The fear that capitalism would be so much less forceful and thus successful with limits on its rapacious character is so embedded as to be dogma. It must always be fully unleashed to exist at all. We equate force with success, which inures to all the resulting destruction. Collateral damage hardly makes a dent as a concept anymore and it remains unclear whether that manifests from the inability to see outside of one’s own interests or the casual acceptance of casualties, whatever their nature. Either way, it’s quite the evolution. We have yet to grapple with the actual consequences of zero-sum, much less the reality that ‘externalities’ get less and less external the further on with this we go.

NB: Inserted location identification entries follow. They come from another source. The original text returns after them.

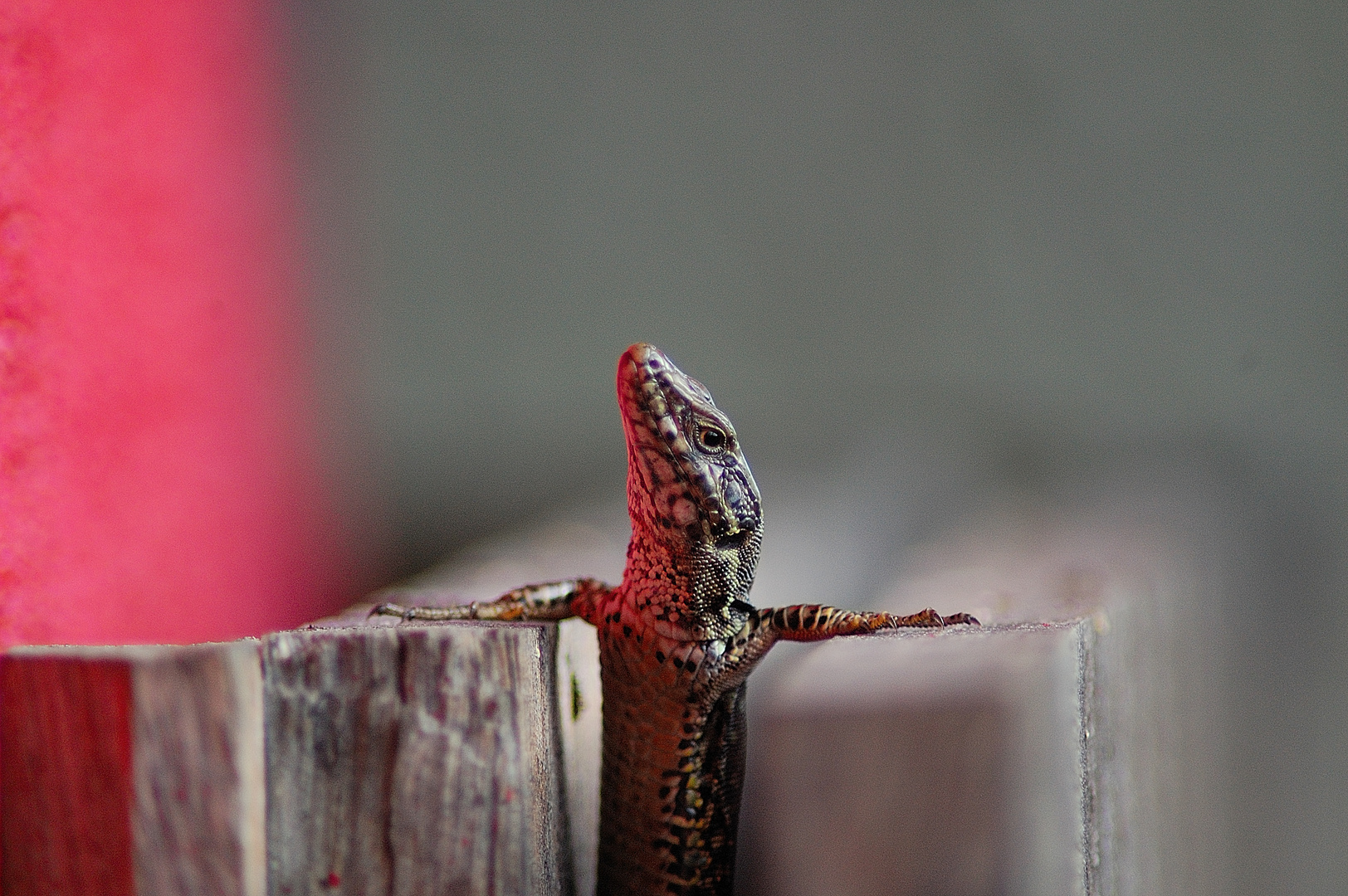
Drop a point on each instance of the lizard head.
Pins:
(688, 483)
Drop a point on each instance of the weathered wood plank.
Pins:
(414, 759)
(132, 770)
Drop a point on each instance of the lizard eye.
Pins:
(712, 438)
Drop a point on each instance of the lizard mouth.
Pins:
(734, 539)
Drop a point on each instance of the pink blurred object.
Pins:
(158, 470)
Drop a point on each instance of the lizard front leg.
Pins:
(813, 623)
(816, 623)
(549, 601)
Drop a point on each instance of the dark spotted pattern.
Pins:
(677, 639)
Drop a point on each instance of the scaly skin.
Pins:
(677, 639)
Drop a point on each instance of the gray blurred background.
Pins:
(930, 258)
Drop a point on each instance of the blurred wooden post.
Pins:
(918, 763)
(132, 770)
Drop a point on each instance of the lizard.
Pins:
(678, 637)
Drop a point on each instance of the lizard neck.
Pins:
(689, 591)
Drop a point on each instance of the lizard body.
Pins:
(677, 637)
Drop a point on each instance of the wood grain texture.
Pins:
(134, 770)
(198, 822)
(414, 759)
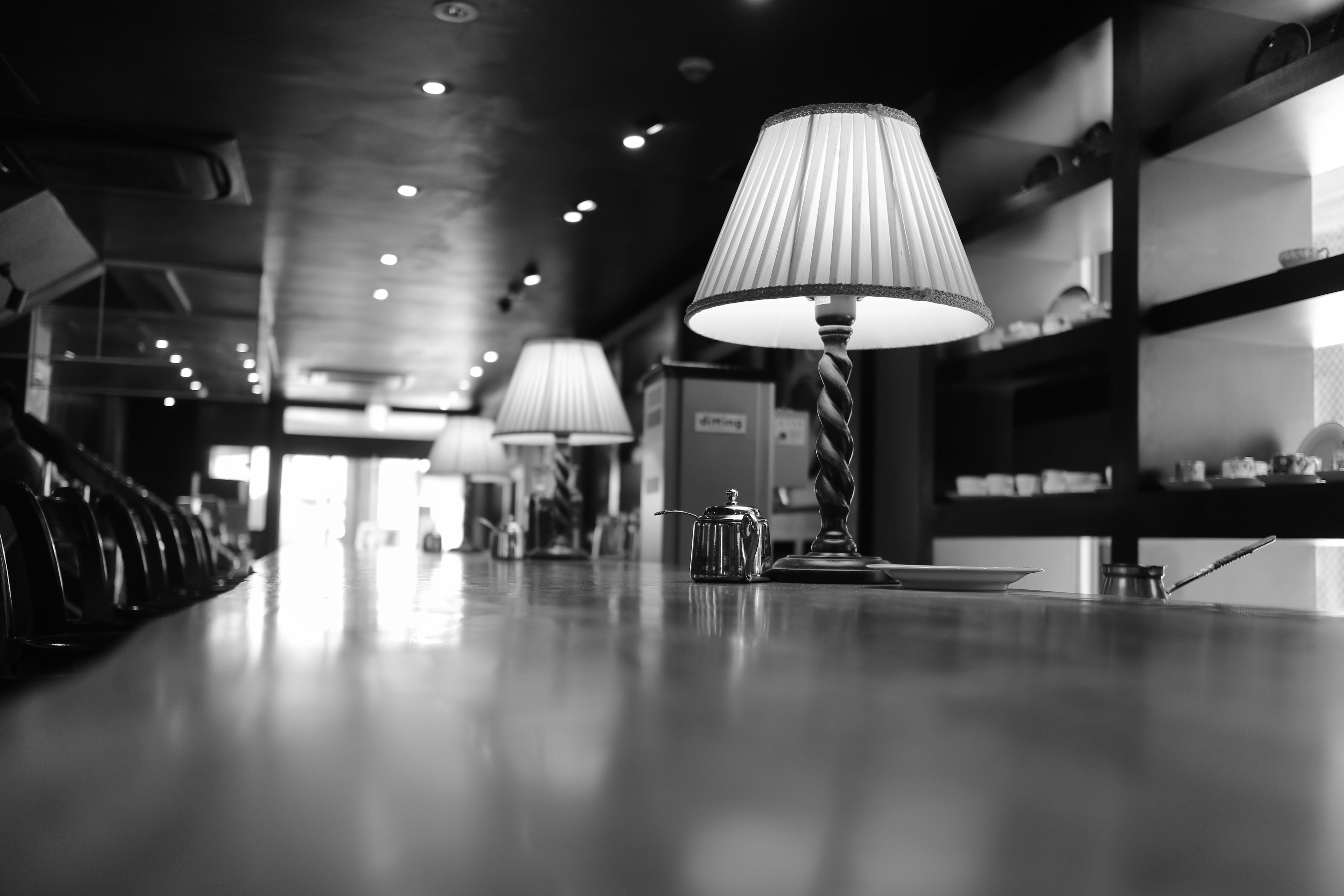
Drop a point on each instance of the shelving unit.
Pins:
(1210, 348)
(1323, 280)
(1027, 203)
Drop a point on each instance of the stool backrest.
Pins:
(123, 527)
(38, 594)
(84, 569)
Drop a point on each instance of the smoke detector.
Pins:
(695, 69)
(456, 11)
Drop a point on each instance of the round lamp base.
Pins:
(828, 569)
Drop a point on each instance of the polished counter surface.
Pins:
(396, 723)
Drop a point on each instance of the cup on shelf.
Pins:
(972, 487)
(1053, 481)
(1083, 483)
(1291, 464)
(1029, 484)
(1190, 471)
(1304, 256)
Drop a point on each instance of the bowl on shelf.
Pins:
(1304, 256)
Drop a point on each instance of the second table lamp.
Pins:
(562, 394)
(839, 237)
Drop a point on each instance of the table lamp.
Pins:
(562, 394)
(839, 237)
(465, 448)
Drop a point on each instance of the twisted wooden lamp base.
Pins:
(834, 556)
(564, 510)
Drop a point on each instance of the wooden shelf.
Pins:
(1049, 515)
(1086, 347)
(1288, 121)
(1302, 512)
(1029, 203)
(1289, 512)
(1273, 290)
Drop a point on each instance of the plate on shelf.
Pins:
(1280, 48)
(918, 578)
(1232, 483)
(1323, 441)
(1186, 485)
(1291, 479)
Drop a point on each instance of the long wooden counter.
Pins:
(394, 723)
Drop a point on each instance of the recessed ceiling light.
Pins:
(456, 11)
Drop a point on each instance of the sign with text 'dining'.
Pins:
(721, 422)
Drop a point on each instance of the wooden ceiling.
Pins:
(324, 103)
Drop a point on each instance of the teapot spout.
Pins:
(694, 516)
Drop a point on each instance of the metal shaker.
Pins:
(729, 543)
(506, 539)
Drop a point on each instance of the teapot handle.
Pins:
(694, 516)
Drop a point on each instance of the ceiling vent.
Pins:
(384, 379)
(171, 166)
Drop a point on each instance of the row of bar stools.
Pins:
(75, 578)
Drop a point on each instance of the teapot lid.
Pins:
(730, 510)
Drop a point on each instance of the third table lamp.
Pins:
(839, 237)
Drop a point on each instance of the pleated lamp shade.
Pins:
(839, 201)
(562, 387)
(467, 448)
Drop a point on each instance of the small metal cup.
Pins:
(1190, 471)
(1289, 464)
(1134, 581)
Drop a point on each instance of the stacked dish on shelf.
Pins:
(1025, 485)
(1319, 460)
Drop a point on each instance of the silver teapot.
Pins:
(729, 543)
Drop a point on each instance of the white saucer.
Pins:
(1291, 479)
(918, 578)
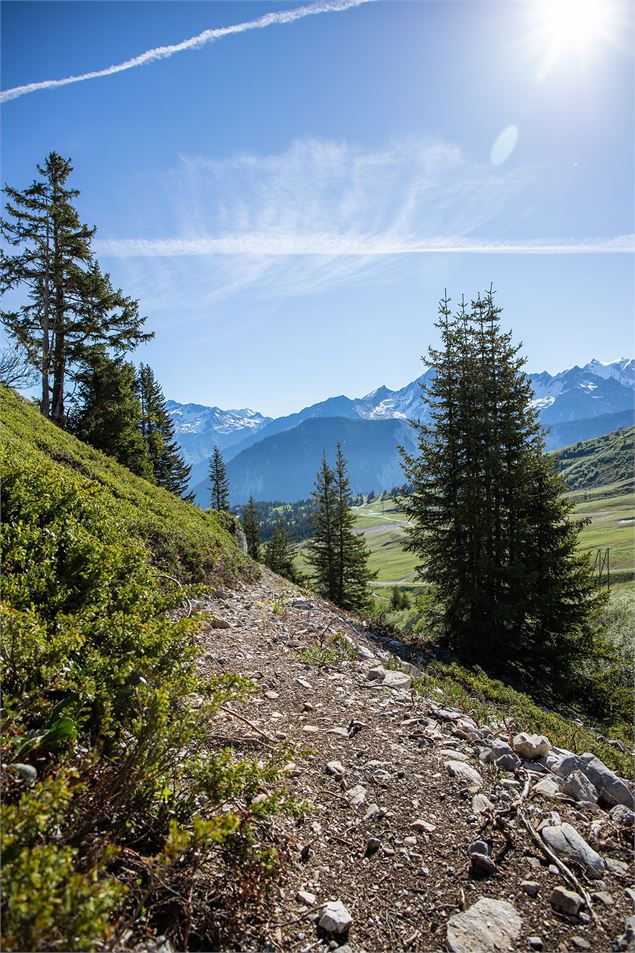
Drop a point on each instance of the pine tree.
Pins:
(321, 548)
(280, 552)
(108, 414)
(490, 521)
(72, 307)
(338, 555)
(351, 550)
(251, 526)
(157, 428)
(219, 481)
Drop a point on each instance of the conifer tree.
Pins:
(490, 521)
(108, 414)
(321, 548)
(170, 470)
(72, 307)
(251, 526)
(280, 551)
(219, 481)
(338, 555)
(351, 550)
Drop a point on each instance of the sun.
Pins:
(575, 24)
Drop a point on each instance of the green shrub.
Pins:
(116, 799)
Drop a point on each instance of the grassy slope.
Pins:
(184, 540)
(102, 755)
(599, 472)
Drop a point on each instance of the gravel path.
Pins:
(389, 827)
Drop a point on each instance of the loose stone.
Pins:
(566, 901)
(335, 917)
(487, 926)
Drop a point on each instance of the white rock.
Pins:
(480, 804)
(565, 841)
(531, 746)
(488, 926)
(303, 896)
(335, 917)
(578, 786)
(356, 796)
(421, 826)
(376, 673)
(465, 772)
(566, 901)
(365, 653)
(394, 679)
(548, 787)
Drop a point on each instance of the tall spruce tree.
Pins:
(351, 550)
(338, 555)
(489, 518)
(321, 548)
(251, 526)
(219, 481)
(72, 307)
(280, 552)
(157, 428)
(108, 414)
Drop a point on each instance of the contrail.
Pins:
(194, 43)
(330, 245)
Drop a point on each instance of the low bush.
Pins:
(121, 817)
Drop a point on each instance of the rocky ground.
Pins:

The concept of ‘easy solutions’ feeds misdirection from guardians of the status quo, no matter their futurist garb. Positive-sum deflates fascism and environmental catastrophe with great collaboration and distribution, and its tools sit idle, though ready. One of the new tricks taught by every old dog is that opposite of love is not hate, but indifference.

One need not be a philosopher or a socialist to recognize the moral character of our actions. No special training or knowledge is required, only courage.

Image: Symbol for the chemical element Beryllium; elements are amoral but Be is a divalent element that occurs naturally only in combination with other elements to form minerals. Just sayin’.